Slap G B, Forke C M, Cnaan A, Bellah R D, Kreider M E, Hanissian J A, Gallagher P R, Driscoll D A
Department of Pediatrics, Children's Hospital of Philadelphia, Pennsylvania, USA.
J Adolesc Health. 1996 Jun;18(6):397-403. doi: 10.1016/1054-139X(96)00020-1.
Ultrasonography of the pelvis is commonly used to diagnose tubo-ovarian abscess (TOA) in patients with pelvic inflammatory disease (PID). Our objective was to determine whether the clinical features of PID differ in adolescents with and without TOA.
A retrospective design was used to derive and validate a clinical model differentiating adolescents with PID who did and did not have TOA. The study population consisted of hospitalized adolescents with a discharge diagnosis of PID. Of the 208 patients discharged from January 1, 1990, to July 31, 1993, 87 (42%) met published criteria for PID and comprised the derivation set. Of the 63 patients from August 1, 1993, to June 24, 1994, 30 (48%) met criteria and comprised the validation set. All patients had pelvic ultrasonography performed during hospitalization. The ultrasonography records were reviewed retrospectively for TOA, ovarian and uterine size, clarity of tissue planes, and endometrial or cul-de-sac fluid. Medical records were reviewed for sociodemographic characteristics, medical and sexual history, physical examination, laboratory results, and hospital course.

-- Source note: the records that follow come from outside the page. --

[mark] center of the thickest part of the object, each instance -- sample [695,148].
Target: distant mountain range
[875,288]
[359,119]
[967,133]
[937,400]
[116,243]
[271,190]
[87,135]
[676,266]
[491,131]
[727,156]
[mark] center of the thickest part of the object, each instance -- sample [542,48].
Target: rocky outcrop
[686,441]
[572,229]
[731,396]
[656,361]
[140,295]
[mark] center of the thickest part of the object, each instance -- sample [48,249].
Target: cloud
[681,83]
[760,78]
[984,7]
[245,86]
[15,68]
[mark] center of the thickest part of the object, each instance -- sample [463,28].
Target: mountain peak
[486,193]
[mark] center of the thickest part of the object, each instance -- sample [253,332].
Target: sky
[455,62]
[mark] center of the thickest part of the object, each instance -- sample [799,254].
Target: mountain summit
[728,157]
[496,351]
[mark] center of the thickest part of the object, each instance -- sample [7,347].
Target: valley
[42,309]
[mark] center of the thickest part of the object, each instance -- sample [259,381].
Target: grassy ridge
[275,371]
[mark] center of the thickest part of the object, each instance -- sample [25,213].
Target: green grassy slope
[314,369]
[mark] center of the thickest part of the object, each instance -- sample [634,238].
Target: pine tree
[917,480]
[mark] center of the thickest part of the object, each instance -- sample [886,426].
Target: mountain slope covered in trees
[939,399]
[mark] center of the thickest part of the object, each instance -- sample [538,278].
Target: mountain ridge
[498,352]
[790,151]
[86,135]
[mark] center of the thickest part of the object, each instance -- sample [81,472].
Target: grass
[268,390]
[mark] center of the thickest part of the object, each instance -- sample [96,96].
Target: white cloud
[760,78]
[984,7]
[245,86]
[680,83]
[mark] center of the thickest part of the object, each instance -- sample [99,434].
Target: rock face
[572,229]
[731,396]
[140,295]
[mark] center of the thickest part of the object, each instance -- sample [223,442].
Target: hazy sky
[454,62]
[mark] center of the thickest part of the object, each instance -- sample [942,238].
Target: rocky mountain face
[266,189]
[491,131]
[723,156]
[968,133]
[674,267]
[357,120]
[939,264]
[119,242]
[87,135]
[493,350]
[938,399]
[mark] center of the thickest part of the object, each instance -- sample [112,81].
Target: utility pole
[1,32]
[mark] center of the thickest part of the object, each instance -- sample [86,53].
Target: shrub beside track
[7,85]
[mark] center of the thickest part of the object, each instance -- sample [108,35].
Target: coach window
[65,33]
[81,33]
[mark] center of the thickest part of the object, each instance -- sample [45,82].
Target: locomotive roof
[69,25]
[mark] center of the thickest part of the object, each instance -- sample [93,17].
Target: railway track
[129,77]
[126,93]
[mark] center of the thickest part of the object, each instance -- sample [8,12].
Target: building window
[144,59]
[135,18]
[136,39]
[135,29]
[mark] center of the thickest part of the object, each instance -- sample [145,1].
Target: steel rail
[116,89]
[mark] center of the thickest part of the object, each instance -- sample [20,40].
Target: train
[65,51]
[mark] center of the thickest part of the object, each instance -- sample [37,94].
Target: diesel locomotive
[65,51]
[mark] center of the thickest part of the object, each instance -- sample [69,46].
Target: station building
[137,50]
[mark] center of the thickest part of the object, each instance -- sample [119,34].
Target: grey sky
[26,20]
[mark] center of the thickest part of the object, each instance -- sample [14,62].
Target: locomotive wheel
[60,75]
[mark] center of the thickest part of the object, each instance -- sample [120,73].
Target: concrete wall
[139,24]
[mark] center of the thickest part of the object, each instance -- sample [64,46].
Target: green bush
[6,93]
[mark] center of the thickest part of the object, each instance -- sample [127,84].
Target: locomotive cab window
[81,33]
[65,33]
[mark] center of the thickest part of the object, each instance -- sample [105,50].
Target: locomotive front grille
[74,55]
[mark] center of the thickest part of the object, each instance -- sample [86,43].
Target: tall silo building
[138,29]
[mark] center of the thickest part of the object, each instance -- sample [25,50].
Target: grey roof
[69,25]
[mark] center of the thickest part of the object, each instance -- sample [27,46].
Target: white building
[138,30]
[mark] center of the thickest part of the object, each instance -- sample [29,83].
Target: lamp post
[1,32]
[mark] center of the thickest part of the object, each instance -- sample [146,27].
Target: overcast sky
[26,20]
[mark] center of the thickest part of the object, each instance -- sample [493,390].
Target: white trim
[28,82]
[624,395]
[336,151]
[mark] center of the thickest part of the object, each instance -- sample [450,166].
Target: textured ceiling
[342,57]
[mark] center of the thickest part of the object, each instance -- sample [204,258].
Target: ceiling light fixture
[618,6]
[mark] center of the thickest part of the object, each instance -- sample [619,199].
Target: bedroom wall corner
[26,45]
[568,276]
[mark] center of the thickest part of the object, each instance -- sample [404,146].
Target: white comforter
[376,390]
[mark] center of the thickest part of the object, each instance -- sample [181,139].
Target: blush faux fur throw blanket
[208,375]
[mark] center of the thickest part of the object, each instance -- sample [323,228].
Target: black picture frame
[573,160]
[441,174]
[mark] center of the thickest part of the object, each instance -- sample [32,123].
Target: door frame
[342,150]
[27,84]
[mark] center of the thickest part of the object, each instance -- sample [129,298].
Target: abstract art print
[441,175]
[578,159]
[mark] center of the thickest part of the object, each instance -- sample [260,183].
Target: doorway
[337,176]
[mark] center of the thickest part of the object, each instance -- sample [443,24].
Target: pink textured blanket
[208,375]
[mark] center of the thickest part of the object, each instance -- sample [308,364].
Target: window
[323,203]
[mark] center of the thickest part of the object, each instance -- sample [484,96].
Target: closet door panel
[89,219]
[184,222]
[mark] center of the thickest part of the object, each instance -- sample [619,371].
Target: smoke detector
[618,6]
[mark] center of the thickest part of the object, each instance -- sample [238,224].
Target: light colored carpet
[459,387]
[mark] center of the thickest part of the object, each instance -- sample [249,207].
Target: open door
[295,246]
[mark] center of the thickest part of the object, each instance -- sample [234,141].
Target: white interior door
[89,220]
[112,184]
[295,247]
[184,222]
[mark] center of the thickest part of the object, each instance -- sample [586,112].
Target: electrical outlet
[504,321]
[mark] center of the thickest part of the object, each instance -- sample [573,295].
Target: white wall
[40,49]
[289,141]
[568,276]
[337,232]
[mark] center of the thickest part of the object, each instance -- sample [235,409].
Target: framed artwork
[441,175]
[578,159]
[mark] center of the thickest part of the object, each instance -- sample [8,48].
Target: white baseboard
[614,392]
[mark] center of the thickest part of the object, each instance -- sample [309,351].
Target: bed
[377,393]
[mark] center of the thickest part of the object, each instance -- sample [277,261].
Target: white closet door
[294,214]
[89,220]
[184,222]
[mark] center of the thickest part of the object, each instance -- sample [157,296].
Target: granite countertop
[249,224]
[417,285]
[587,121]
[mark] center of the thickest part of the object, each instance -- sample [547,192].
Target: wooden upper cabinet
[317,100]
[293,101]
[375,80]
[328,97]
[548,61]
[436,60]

TOA was present in 17% of the derivation set and 20% of the validation set. A six-variable model developed on the derivation set performed best in differentiating the TOA and non-TOA groups: last menstrual period > 18 days prior to admission (60% and 17%), previous PID (53% and 22%), palpable adnexal mass (13% and 3%), white blood cell count > or = 10,500/microliters (33% and 64%), erythrocyte sedimentation rate > 15 mm/h (33% and 64%), and heart rate > 90/min (40% and 78%). In the derivation and validation sets, the model correctly identified 78 and 83% of the TOA groups and 88 and 77% of the non-TOA groups. The area under the receiver operating characteristic curve of the model was 0.92 in the derivation set and 0.87 in the validation set.
We conclude that clinical characteristics help identify adolescents with acute PID who have TOA. These patients may have fewer signs of acute illness than those without TOA and may develop symptoms later in the menstrual cycle.
盆腔超声检查常用于诊断盆腔炎(PID)患者的输卵管卵巢脓肿(TOA)。我们的目的是确定患有和未患有TOA的青少年PID患者的临床特征是否存在差异。
采用回顾性设计来推导和验证一个区分患有和未患有TOA的青少年PID患者的临床模型。研究人群包括出院诊断为PID的住院青少年。在1990年1月1日至1993年7月31日出院的208例患者中,87例(42%)符合已发表的PID标准,构成推导组。在1993年8月1日至1994年6月24日的63例患者中,30例(48%)符合标准,构成验证组。所有患者在住院期间均进行了盆腔超声检查。对超声检查记录进行回顾,以确定是否存在TOA、卵巢和子宫大小、组织平面清晰度以及子宫内膜或直肠子宫陷凹积液情况。查阅病历以了解社会人口学特征、病史和性病史、体格检查、实验室检查结果以及住院过程。
推导组中17%的患者和验证组中20%的患者存在TOA。在推导组上建立的一个包含六个变量的模型在区分TOA组和非TOA组方面表现最佳:末次月经时间在入院前>18天(60%和17%)、既往有PID(53%和22%)、可触及附件包块(13%和3%)、白细胞计数≥10500/微升(33%和64%)、红细胞沉降率>15毫米/小时(33%和64%)以及心率>90次/分钟(40%和78%)。在推导组和验证组中,该模型正确识别了78%和83%的TOA组以及88%和77%的非TOA组。该模型在推导组中的受试者工作特征曲线下面积为0.92,在验证组中为0.87。
我们得出结论,临床特征有助于识别患有TOA的急性PID青少年。这些患者可能比未患有TOA的患者有更少的急性疾病体征,且可能在月经周期后期出现症状。